If there was one shining star of the show, it would was clearly Rollins.  His short actual spoken word performance was stellar, as was the short interview held with him. Not only that, but he actually gave quite impressive deliveries of his lines during scripted segments. The best part of the show could be attributed singlehandedly to Rollins, where in the final segment of the show, a game in which Rollins was to craft a band history based on a random name alone and Lissie had to perform a song matching Rollins’ description, he came up with mind-boggling concepts that most couldn’t imagine in their wildest dream. Not only were these unscripted ideas hilariously detailed and clever, but were so absurd that Lissie barely managed to come close to matching them.  If there’s any part of this show worth going back and listening to, it’s this segment.

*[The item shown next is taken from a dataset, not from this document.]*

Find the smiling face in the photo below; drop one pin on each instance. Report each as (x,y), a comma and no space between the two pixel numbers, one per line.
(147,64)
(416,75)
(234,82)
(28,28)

That being said, Rollins seemed as enthused as I was when it came to just about every aspect of the show that did not include himself. During bits which did not include him, and a few scripted bits that did, his stare bore holes into the floor, only looking up or sardonically laughing once every few minutes. This awkwardness cumulated with the “end” of the show (which again, didn’t make it to air) where Moe asked the audience to stand and sing along using projected lyrics. The song in question? John Mellencamp’s “Jack & Diane.”  This was just sad, and the point at which I left the show.  It was not the sort of train wreck that you couldn’t look away from, but the aftermath, corpses scattered about.

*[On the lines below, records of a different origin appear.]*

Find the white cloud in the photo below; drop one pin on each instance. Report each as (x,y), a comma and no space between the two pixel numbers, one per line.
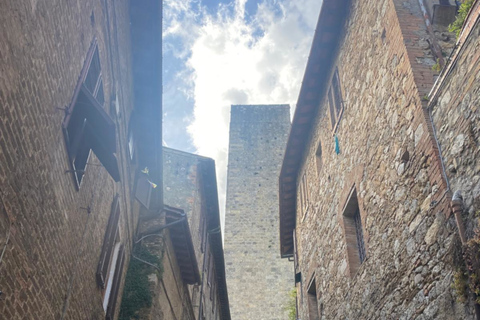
(231,61)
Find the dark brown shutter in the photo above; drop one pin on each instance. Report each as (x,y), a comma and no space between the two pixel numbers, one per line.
(92,78)
(143,191)
(117,278)
(337,94)
(101,123)
(108,243)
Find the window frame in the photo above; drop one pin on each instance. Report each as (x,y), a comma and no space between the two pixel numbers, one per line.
(335,101)
(84,117)
(318,158)
(312,300)
(354,231)
(304,196)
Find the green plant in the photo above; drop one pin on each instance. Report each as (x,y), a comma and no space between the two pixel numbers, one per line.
(457,25)
(437,67)
(137,294)
(291,306)
(460,285)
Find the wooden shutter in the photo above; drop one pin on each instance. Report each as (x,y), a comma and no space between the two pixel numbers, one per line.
(101,123)
(117,278)
(108,243)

Another interesting element in this show I noted was the break in the middle. Everyone fired up their smartphones as an application was projected on the theater’s stage wall that displayed tweets featuring the hashtag #wits. At the same time well-known local DJ Barb Abney began playing songs.  These ranged from god awful Paula Abdul hits to some Guns ‘n Roses (“Welcome to the Jungle,” naturally).  I think the reaction to these cheese-fests really summed up the audience: middle class mid-30 somethings getting up and “dancing ironically” in their seats to awful late 80s pop while “tweeting ironically” about how much they loved MC Skat Kat. (Editor’s Note: Connor just basically described me… and it’s true.)

Now, this was not a particularly awful show, but just a disappointingly poorly designed one.  None of the scripted bits other than one had any actual relevance to the guests of the show, the guests themselves did not have any particular chemistry, and the guests, particularly Rollins, were underutilized as a whole.  Outside of the unscripted segments they could’ve literally gotten anyone to do the same sketches and it would’ve been not for better or worse.  Hopefully in the future this will change, allowing the Wits to live up to its claims.